After leaving school in Stockholm he did his military service on a sailing ship, an experience he described in his book "Till antipoden som beckbyxa" ('To the Antipodes as a Deckhand') published in 1906. A life-changing accident on his voyage to Australia left Bergdahl with lasting disabilities, confining him to work that only involved sitting. Back in Stockholm he developed his talent for drawing, becoming an artist, cartoonist, comic-strip artist, news feature illustrator and eventually a film animator.

Bergdahl's decision to make animated films is thought to have been inspired by various American animators and comic-strip artists, especially Winsor McCay, whose short film Little Nemo (1911), based on his own comic strip, was shown at a cinema in Stockholm.

With his short film The Magic Brew (Trolldrycken), which premiered in Stockholm in 1915, Bergdahl created the first Swedish animated film. The film explores the effects of alcohol on a bald elderly man who is smoking a cigar, with a tumbler and a bottle in front of him. Explosions occur in the smoke from his cigar from which a strange small figure emerges.
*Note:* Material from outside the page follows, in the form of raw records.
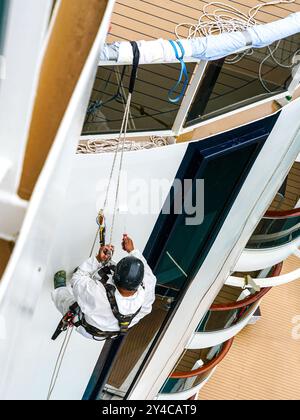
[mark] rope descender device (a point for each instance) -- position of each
(102, 227)
(183, 73)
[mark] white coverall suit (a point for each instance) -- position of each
(90, 294)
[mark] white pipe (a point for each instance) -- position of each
(207, 48)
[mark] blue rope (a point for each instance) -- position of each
(183, 73)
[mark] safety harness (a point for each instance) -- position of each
(75, 318)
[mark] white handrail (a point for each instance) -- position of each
(266, 282)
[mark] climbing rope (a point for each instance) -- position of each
(226, 18)
(123, 134)
(183, 73)
(59, 361)
(121, 143)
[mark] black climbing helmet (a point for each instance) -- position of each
(129, 273)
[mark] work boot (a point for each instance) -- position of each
(60, 279)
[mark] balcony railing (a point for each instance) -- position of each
(277, 228)
(192, 379)
(226, 315)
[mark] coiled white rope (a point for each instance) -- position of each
(110, 146)
(225, 18)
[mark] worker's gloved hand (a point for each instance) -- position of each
(127, 244)
(105, 253)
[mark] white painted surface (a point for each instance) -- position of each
(23, 49)
(27, 356)
(186, 394)
(5, 165)
(258, 259)
(12, 210)
(265, 178)
(210, 339)
(58, 232)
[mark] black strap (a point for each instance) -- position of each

Metamorphosis is at the heart of the film's pictorial imagery.

During the following year the self-taught animator Bergdahl worked on the first of three animated films on a circus theme: Cirkus Fjollinski (1916). Bergdahl's popular breakthrough came later the same year with the premiere of Captain Grogg's Wonderful Journey (Kapten Groggs underbara resa). It was the first of 13 animated films, which appeared between 1916 and 1922, about the red-nosed, pipe smoking sea captain and the cabin boy Kalle, whose adventures at sea and on land were an immediate hit with audiences. The most technically advanced film of the series, När kapten Grogg skulle porträtteras ('When Captain Grogg was to have his Portrait Painted') was made in 1917. In it, Bergdahl managed to create a believable interaction between the filmed image of himself and his animated character, achieved using techniques which included complicated double copying.

Bergdahl's Grogg films were virtually created as animated comic strips. They are characterised by elegant, flexible animation in which the movements of the sea and waves in particular were portrayed in a masterly fashion. In terms of content they displayed the typical jokes and prejudices of their day. Black people, for example, were presented in an exoticised way. Women seen as objects of temptation were also prevalent. Alcohol, explosions and erotic jokes were common elements in gags and slapstick. The films were targeted at an adult audience.

A series of animated films with the same main characters was at that time something new and unique in European animation. The films were popular in Germany and France, and also in countries such as Russia, Spain and Brazil. In the Anglo-Saxon world, however, Bergdahl was not so widely known.

As time went by Bergdahl's films disappeared from the cinema repertoire. Bergdahl went on to make commercials and educational films. For many years he worked on the film Från cell till människa ('From Cell to Human Being', Waldemar Gårdlund 1936), which is still preserved along with his commercials for the toothpaste Stomatol. On the other hand, Lilla Kalle på Göteborgsutställningen ('Little Kalle at the Gothenburg Exposition) has not so far been recovered.